Discussion in 'Options' started by TskTsk, Apr 5, 2012.

  1. TskTsk

    TskTsk

    Is this even possible? If so how does one go about doing it?
     
  2. sonoma

    sonoma

    No.
     
  3. spindr0

    spindr0

    Skew isn't a function of UL price
     
  4. TskTsk

    TskTsk

    Gah, but I want to price OTM/ITM options based on UL history :( And I assume skew data is needed for that...
     
  5. newwurldmn

    newwurldmn

    You can estimate realized skew, but not implied skew. But for a retail account, skew is a tough asset to trade. You need a lot of leverage to make the vol difference worth your while.
     
  6. sle

    sle

    The answer is both "yes" and "no". There is a whole bunch of statistical studies you could do, depending on what you are trying to achieve.
     
  7. TskTsk

    TskTsk

    Care to expand a bit on this? My main objective is to price ITM/OTM options by looking at historical underlying prices, in order to do some backtesting. By the way after googling around a bit, I saw a post by you where you said you had an excel spreadsheet that does something along the lines of what I'm looking for. (I could have misread). Anyways, do you still have this? Would you be willing to share?

    That's true. I'm not really looking to trade the skew, rather to backtest something which requires me having prices for OTM/ITM options.
     
  8. Wow, now this is an excellent thread! I'd love to know that too. Damnit, too much partying last couple days, gotta get serious now.
     
  9. opt789

    opt789

    You want to do back testing with regard to option price, and you are spending all this time trying to guess what the skew was based on the underlying?
    Why not just use the actual historical option prices?
     
  10. TskTsk

    TskTsk

    Yeah, I actually found some papers on it. Here's one of them: http://www.math.nyu.edu/phd_student...="dupire skew from historical data bloomberg"

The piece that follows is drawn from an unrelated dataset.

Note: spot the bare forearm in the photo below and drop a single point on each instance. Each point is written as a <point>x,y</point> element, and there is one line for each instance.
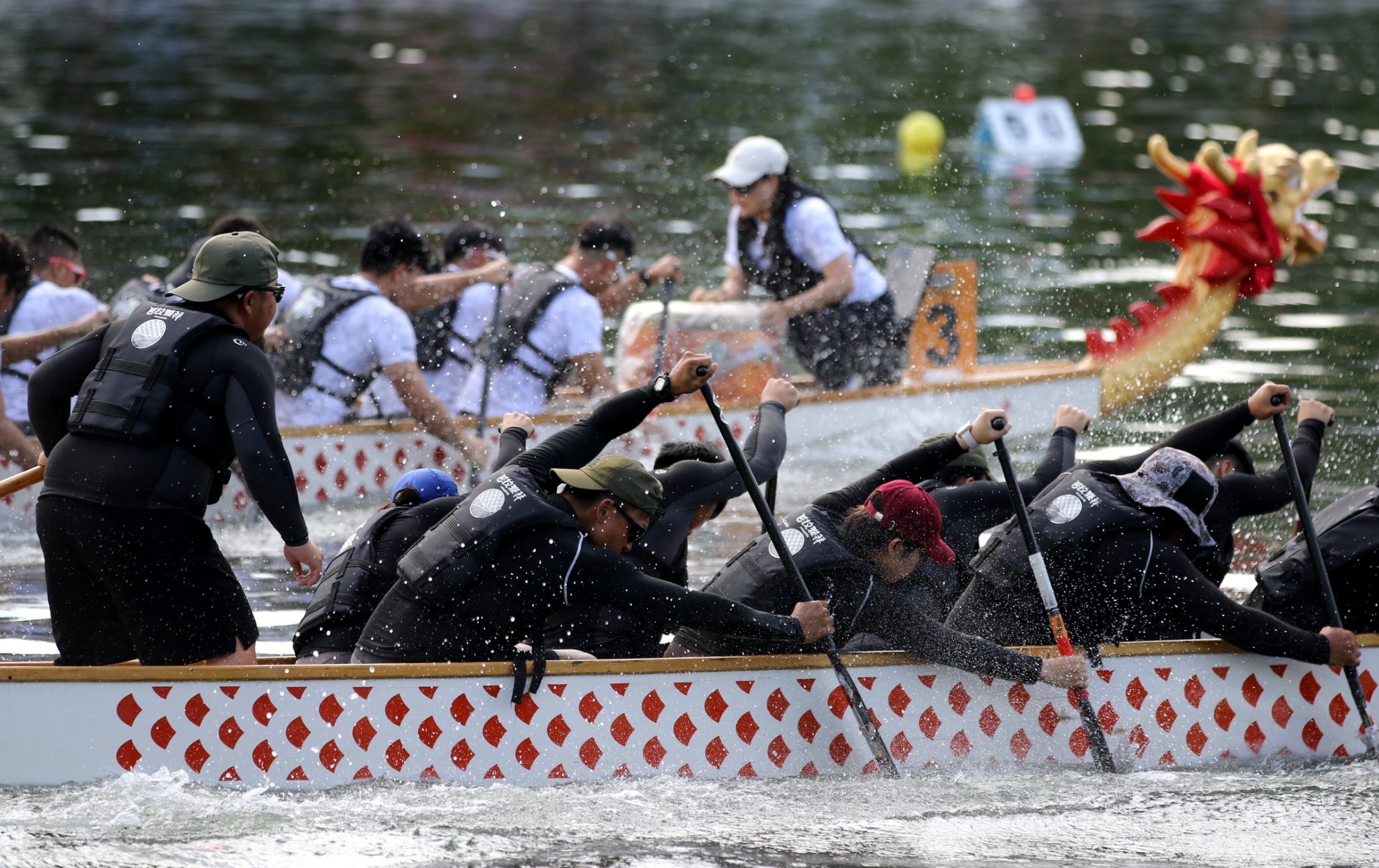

    On page 24 its decribed how you can find the breakeven vol surface based on purely historical data. The assumption made is that deltahedging is a breakeven game, thus the term breakeven vol surface. Not sure if I understand the math behind it, so if someone who gets it could explain that would be nice. (It's on page 24)

    I dont have the actual historical option prices.